The nature of this second cataclysm was not at first understood either. All that was ever certain was that at 1153.6 of May 2, 1989 Old Style, the Bonneville laboratories and all their personnel were transformed into an intimately disrupted form of matter resembling a high-energy plasma, which became rapidly airborne to the accompaniment of radiating seismic and atmospheric events.
The disturbed area unfortunately included an operational MIRV Watchdog bomb.
In the confusions of th
e next hours the Earth's population was substantially reduced, the biosphere was altered, and the Earth itself was marked with numbers of more conventional craters. For some years thereafter the survivors were existentially preoccupied and the peculiar dust bowl at Bonneville was left to weather by itself in the changing climatic cycles.
It was not a large crater; just over a kilometer in width and lacking the usual displacement lip. Its surface was covered with a finely divided substance which dried into dust. Before the rains began it was almost perfectly flat. Only in certain lights, had anyone been there to inspect it, a small surface marking or abraded place could be detected almost exactly as the center.

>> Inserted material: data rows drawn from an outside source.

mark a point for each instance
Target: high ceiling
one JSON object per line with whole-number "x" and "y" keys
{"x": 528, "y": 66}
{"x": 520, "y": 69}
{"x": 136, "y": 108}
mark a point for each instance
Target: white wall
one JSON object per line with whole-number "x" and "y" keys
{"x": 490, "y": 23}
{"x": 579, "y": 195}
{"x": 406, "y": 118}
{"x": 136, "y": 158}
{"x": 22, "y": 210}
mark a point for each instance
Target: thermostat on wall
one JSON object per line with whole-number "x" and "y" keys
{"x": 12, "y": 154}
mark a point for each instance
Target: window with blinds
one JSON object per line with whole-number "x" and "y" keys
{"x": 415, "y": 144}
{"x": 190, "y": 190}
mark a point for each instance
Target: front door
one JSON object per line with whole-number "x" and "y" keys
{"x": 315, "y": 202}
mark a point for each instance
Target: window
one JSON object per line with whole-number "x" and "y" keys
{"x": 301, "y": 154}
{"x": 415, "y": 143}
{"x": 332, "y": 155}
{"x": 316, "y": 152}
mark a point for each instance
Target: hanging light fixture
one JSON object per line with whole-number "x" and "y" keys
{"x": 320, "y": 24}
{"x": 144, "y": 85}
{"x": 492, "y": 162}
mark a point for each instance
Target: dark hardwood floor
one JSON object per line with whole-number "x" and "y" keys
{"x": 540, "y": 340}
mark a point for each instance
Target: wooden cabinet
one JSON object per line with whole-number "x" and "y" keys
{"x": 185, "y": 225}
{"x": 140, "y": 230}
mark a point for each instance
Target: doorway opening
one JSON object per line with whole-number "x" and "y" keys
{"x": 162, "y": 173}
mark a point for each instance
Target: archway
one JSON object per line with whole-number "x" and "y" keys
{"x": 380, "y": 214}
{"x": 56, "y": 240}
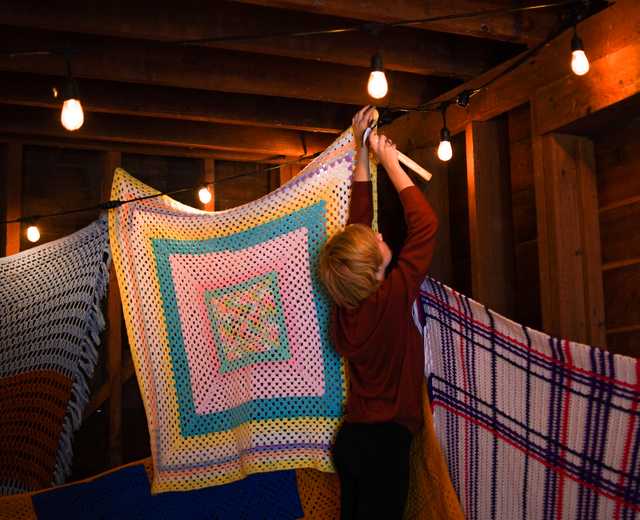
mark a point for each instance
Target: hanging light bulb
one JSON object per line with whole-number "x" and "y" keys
{"x": 579, "y": 60}
{"x": 445, "y": 151}
{"x": 72, "y": 116}
{"x": 33, "y": 233}
{"x": 377, "y": 86}
{"x": 204, "y": 195}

Two decades after the disaster a party of short brown people appeared from the south, together with a flock of somewhat atypical sheep. The crater at this time appeared as a wide shallow basin in which the grass did not grow well, doubtless from the almost complete lack of soil microorganisms. Neither this nor the surrounding vigorous grass were found to harm the sheep. A few crude hogans went up at the southern edge and a faint path began to be traced across the crater itself, passing by the central bare spot.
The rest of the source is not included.